Micah Truman, founder and CEO of Return Homea, funeral home in the Seattle area that specializes in human composting, said there's been growing demand for the practice in recent years.

'With cremation, instead of sitting with our person and saying goodbye, we are very divorced from the process,' he told The Guardian.
Advocates for the bill, which was signed into law by Gov. Gavin Newsom this week, have said NOR is a more climate-friendly option

The Catholic Church in the state is against the process.
NOR uses essentially the same process as a home gardening composting system,’ the executive director of the California Catholic Conference, Kathleen Domingo, said in a statement to SFGATE.
She added that the process was developed for livestock, not humans.
‘These methods of disposal were used to lessen the possibility of disease being transmitted by the dead carcass,’ Domingo said.
‘Using these same methods for the “transformation” of human remains can create an unfortunate spiritual, emotional and psychological distancing from the deceased.'

Washington, Colorado and Oregon have all legalized the process of composting human remains.
However, Colorado does not allow the soil to be sold or used to grow food for human consumption.

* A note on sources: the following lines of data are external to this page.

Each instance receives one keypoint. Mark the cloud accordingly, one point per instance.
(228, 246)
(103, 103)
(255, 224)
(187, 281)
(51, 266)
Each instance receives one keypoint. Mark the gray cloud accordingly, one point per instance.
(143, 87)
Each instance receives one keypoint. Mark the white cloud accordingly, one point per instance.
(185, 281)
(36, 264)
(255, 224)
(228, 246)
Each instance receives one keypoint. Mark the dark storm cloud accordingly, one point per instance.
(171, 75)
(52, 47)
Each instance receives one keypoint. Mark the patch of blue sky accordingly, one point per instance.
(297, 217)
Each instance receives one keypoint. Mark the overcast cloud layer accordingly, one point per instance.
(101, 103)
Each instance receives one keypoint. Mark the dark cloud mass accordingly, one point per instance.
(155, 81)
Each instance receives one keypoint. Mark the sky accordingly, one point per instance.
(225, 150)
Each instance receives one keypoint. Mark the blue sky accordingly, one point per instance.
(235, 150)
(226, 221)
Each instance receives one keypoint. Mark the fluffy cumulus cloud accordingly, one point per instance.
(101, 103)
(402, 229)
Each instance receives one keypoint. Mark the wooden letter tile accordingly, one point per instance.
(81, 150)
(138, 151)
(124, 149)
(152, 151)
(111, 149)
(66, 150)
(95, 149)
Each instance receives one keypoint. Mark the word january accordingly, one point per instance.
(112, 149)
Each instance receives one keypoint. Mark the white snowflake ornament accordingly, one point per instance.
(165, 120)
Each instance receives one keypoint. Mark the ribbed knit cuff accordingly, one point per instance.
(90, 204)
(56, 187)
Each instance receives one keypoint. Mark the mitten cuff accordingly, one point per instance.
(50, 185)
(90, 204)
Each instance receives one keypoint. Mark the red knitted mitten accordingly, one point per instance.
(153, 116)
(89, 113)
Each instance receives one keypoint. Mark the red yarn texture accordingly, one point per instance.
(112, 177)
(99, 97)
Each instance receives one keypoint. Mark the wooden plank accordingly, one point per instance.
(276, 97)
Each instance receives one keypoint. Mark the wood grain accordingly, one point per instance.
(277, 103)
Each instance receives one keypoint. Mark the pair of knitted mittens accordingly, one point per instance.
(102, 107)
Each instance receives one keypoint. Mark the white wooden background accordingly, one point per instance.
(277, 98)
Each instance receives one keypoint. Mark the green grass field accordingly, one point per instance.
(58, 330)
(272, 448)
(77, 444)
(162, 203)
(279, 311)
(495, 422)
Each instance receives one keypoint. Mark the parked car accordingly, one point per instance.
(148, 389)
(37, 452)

Under a bill recently passed by New York's state legislature, only cemeteries would be allowed to apply for a license to offer human composting - which the New York State Funeral Directors Association objects to.

'Funeral directors have always essentially prided themselves as being very responsive, fully responsive, to what a person deserves for their own funeral and burial - however they would like it,' Randy McCullough, deputy executive director of the organization, told NY1 News.

'And we still want to do that with this process. We're not opposed at all to the introduction of these alternative disposition processes, per se.'
---from daily mail online 22/09/2022---

A farmer can now do more than be out standing in his field, he can now eventually become part of said field.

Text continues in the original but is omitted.